Summary of significant accounting policies (cont’d)
Basis of preparation of the financial statements
The preparation of financial statements in conformity with generally accepted accounting principles requires the
management to make estimates and assumptions that affect the reported amounts of assets and liabilities and
disclosure of contingent assets and liabilities at the date of the financial statements and the reported amounts of
revenues and expenses during the reporting year. Actual results could differ from those estimates. The estimates
and assumptions are reviewed on an ongoing basis. Apart from those involving estimations, management has
made judgements in the process of applying the entity’s accounting policies. The areas requiring management’s
most difficult, subjective or complex judgements, or areas where assumptions and estimates are significant to the
financial statements, are disclosed at the end of this footnote, where applicable.
Revenue recognition
The revenue amount is the fair value of the consideration received or receivable from the gross inflow of economic
benefits during the reporting year arising from the course of the ordinary activities of the entity and it is shown
net of related sales taxes and rebates. Revenue from the sale of goods is recognised when significant risks and
rewards of ownership are transferred to the buyer, there is neither continuing managerial involvement to the degree
usually associated with ownership nor effective control over the goods sold, and the amount of revenue and the
costs incurred or to be incurred in respect of the transaction can be measured reliably. Revenue from rendering of
services that are of short duration is recognised when the services are completed. Rental revenue is recognised on
a time-proportion basis that takes into account the effective yield on the asset on a straight-line basis over the lease
term. Interest is recognised using the effective interest method. Dividends from equity instrument are recognised as
income when the entity’s right to receive payment is established.
Employee benefits
Certain subsidiaries operate defined contribution retirement benefit plans in which employees are entitled to
join upon fulfilling certain conditions. The assets of the fund are held separately from those of the entity in an
independently administered fund. The entity contributes an amount equal to a fixed percentage of the salary of
each participating employee. Contributions are charged to profit or loss in the period to which they relate. This
plan is in addition to the contributions to government managed retirement benefit plans such as the Central
Provident Fund in Singapore which specifies the employer’s obligations which are dealt with as defined contribution
retirement benefit plans. For employee leave entitlement the expected cost of short-term employee benefits in
the form of compensated absences is recognised in the case of accumulating compensated absences, when the
employees render service that increases their entitlement to future compensated absences; and in the case of non-
accumulating compensated absences, when the absences occur. A liability for bonuses is recognised where the
entity is contractually obliged or where there is constructive obligation based on past practice.

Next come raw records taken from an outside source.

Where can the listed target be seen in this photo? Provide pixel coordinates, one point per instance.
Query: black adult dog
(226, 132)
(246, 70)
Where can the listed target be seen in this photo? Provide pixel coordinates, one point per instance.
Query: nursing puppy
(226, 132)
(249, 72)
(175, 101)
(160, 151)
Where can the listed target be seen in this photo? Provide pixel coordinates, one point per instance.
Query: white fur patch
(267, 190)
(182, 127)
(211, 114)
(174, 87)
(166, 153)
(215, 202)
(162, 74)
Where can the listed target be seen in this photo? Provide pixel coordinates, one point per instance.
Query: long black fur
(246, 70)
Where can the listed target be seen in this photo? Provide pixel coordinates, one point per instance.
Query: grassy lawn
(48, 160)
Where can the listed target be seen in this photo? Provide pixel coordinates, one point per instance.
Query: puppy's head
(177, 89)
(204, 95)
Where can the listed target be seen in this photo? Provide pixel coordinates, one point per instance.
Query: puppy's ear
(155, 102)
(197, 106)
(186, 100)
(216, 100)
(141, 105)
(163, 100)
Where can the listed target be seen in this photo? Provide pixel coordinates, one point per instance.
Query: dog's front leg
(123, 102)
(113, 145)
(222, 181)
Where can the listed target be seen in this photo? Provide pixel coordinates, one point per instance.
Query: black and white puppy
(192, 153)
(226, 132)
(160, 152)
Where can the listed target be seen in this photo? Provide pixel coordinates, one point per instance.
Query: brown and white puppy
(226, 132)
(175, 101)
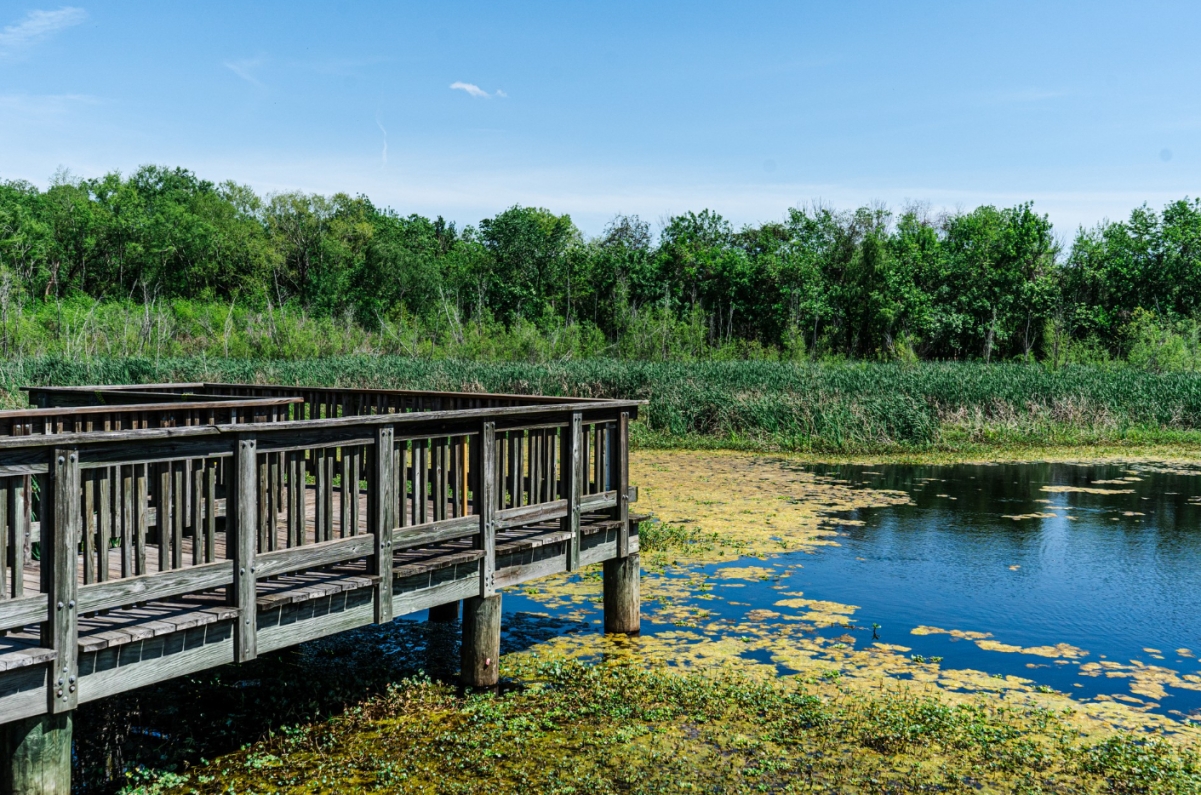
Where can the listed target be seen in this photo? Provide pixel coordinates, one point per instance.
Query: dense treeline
(990, 284)
(850, 407)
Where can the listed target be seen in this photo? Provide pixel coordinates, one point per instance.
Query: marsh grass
(826, 408)
(622, 729)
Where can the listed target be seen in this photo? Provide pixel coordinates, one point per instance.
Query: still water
(1105, 560)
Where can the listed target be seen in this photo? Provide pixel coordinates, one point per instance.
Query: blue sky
(462, 109)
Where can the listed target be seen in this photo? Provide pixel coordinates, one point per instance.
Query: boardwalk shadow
(174, 724)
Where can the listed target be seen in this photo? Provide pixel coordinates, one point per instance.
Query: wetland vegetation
(754, 670)
(824, 348)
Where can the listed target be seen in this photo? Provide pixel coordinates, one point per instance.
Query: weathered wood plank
(381, 491)
(148, 587)
(315, 555)
(22, 611)
(59, 544)
(240, 535)
(489, 496)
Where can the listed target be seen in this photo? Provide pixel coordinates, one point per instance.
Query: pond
(1082, 579)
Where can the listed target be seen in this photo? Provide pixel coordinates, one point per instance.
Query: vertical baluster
(178, 513)
(380, 502)
(619, 478)
(196, 492)
(357, 476)
(461, 477)
(126, 496)
(184, 483)
(536, 466)
(405, 497)
(485, 506)
(599, 471)
(89, 526)
(105, 486)
(496, 472)
(520, 478)
(573, 444)
(328, 491)
(5, 536)
(512, 442)
(420, 474)
(60, 538)
(318, 497)
(348, 494)
(24, 531)
(399, 464)
(291, 501)
(264, 501)
(438, 479)
(141, 515)
(274, 498)
(240, 536)
(551, 470)
(210, 512)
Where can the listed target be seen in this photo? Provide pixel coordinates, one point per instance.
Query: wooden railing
(136, 515)
(317, 402)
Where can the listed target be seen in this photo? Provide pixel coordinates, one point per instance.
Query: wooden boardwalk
(142, 541)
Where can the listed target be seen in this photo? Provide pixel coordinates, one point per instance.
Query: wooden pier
(153, 531)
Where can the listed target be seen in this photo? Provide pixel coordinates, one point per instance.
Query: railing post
(59, 542)
(242, 537)
(487, 506)
(381, 492)
(619, 478)
(572, 465)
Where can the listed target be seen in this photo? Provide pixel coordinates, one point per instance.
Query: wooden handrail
(429, 477)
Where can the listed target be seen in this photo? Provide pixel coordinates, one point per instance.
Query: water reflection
(1081, 578)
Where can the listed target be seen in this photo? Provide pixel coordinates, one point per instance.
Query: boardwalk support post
(622, 599)
(572, 467)
(243, 548)
(381, 514)
(35, 755)
(481, 641)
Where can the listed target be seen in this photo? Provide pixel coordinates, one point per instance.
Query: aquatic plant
(622, 729)
(762, 405)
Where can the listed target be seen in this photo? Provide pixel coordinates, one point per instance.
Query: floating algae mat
(1062, 585)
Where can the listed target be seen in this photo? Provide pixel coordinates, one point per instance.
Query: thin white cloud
(37, 25)
(1022, 96)
(474, 90)
(384, 155)
(244, 69)
(36, 107)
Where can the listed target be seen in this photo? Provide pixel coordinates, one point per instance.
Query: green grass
(754, 405)
(596, 729)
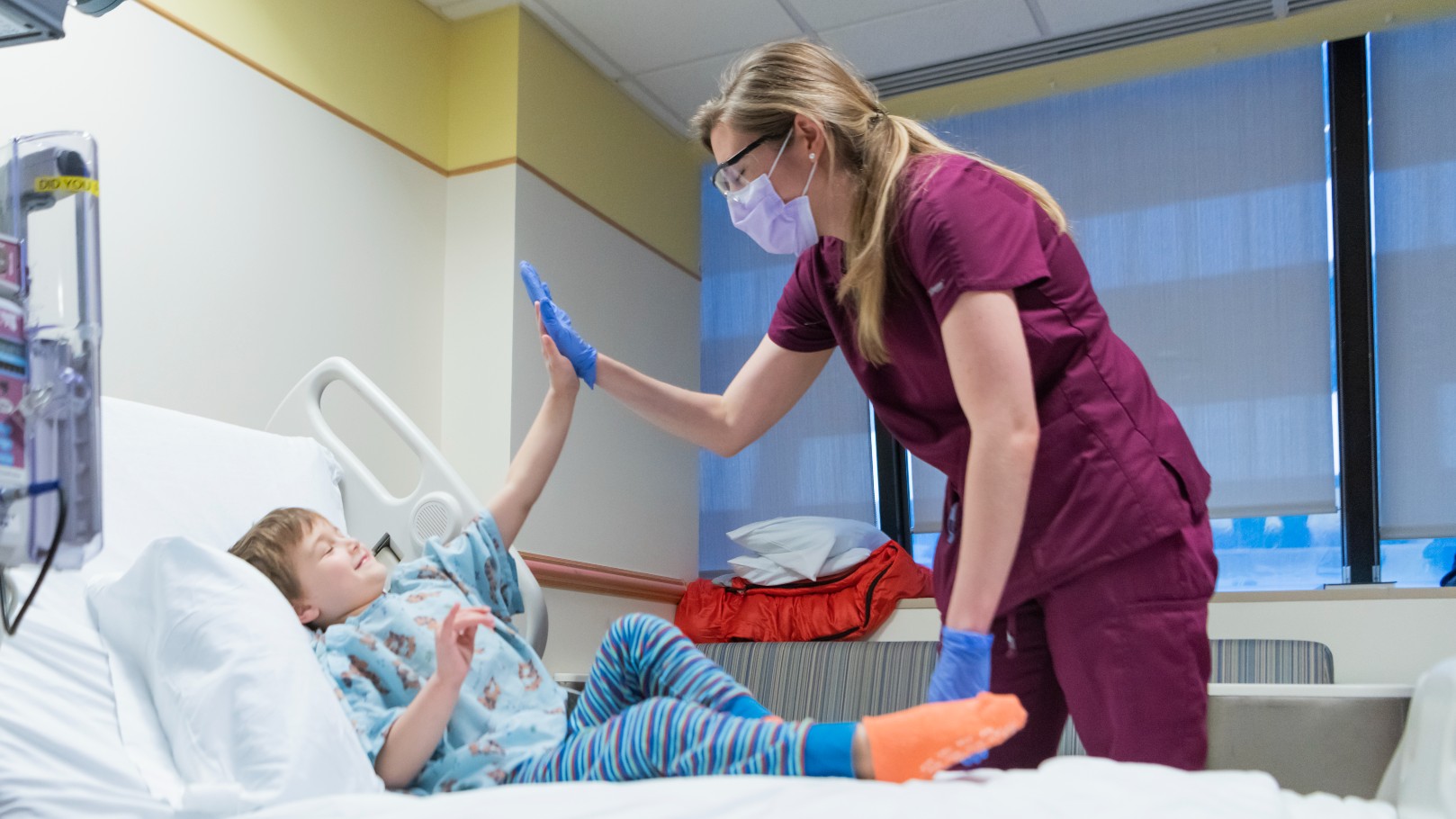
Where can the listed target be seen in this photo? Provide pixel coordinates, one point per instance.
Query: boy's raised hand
(454, 642)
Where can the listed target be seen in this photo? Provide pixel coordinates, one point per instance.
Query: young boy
(445, 696)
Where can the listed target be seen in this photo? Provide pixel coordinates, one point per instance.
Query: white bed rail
(438, 506)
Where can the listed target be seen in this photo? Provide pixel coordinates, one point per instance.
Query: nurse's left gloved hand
(963, 670)
(558, 325)
(583, 356)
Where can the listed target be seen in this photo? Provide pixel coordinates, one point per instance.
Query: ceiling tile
(685, 87)
(932, 35)
(1072, 16)
(643, 35)
(836, 14)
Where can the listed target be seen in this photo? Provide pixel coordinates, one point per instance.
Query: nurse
(1074, 562)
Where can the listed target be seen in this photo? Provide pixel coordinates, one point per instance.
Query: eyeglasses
(725, 176)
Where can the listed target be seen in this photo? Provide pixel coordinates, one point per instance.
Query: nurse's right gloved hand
(583, 356)
(536, 291)
(963, 670)
(558, 325)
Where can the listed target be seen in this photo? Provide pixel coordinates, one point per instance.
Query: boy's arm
(417, 732)
(537, 456)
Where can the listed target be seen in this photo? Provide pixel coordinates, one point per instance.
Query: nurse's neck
(831, 200)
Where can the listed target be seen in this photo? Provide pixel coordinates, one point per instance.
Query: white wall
(247, 233)
(480, 310)
(625, 494)
(579, 619)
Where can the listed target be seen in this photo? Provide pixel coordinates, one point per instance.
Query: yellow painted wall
(483, 87)
(580, 130)
(382, 63)
(1335, 21)
(469, 94)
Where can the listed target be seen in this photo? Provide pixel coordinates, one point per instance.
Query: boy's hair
(270, 545)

Pursuant to the relevant regulations of the People’s Republic of China (“PRC”) government, the subsidiaries in the
PRC have participated in a local municipal government retirement benefits scheme (the “Scheme”), whereby the
subsidiaries in the PRC are required to contribute to a certain percentage to the basic salaries of its employees to
the Scheme to fund their retirement benefits. The local municipal government undertakes to assume the retirement
benefits obligations of those employees of the Group.